Prosegue la fuga da WhatsApp. O per dirla meglio. C’è un corri corri nel cercare alternative valide all’app di messaggistica più utilizzata al mondo e che da quando ha annunciato l’imminente aggiornamento dei suoi termini di servizio ha scatenato un vero e proprio polverone. Partiamo dal principio. Il motivo scatenante di disapprovazione nei confronti di un servizio utilizzato da 34 milioni di italiani. L’ultimatum imposto da WhatsApp a tutti gli utenti, cioè l’aspetto più controverso della questione. Chi non è d’accordo con i cambiamenti apportati unilateralmente ai termini di servizio, scrive WhatsApp nel messaggio in cui avvisa gli utenti delle modifiche, ha una sola scelta. Smettere di usare il servizio dall’8 febbraio 2020.
Un brutto approccio. Il modo in cui è stato formulato il messaggio ha generato inevitabilmente una micro-crisi d’immagine per l’app di messaggistica, che si è vista costretta a chiarire meglio cosa cambia davvero per gli utenti con l’aggiornamento dei termini di servizio.

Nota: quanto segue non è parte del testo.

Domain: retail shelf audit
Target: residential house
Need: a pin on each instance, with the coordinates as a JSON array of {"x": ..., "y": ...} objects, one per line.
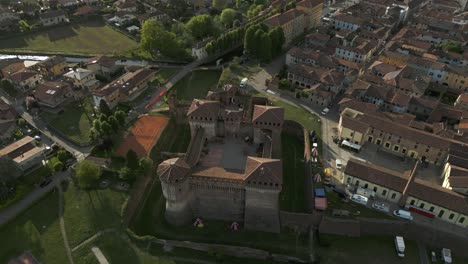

Micro crisi sfociata in un assist di fiducia per altre due applicazioni di messaggistica. Telegram e Signal. Pubblicamente sul suo canale ieri Telegram ha annunciato di aver superato i 500 milioni di utenti attivi. Solamente nelle ultime 72 ore, più di 25 milioni di nuovi utenti da tutto il mondo si sono uniti a Telegram. E su Signal, app praticamente sconosciuta dai “comuni mortali” si è catapultata una flotta di utenti in fuga da WhatsApp. Azione generata in particolare dopo il tweet di approvazione di Elon Musk. Non uno qualunque.
Signal e Telegram hanno registrato un record di iscrizioni, 7,5 milioni di download dell’app nel primo caso, 25 milioni di attivazioni (in 72 ore) nel secondo. Numeri interessanti, senza dubbio, ma che non implicano la cancellazione di WhatsApp da parte dello stesso numero di utenti, visto che su un singolo dispositivo le differenti app di messaggistica possono coesistere senza problemi.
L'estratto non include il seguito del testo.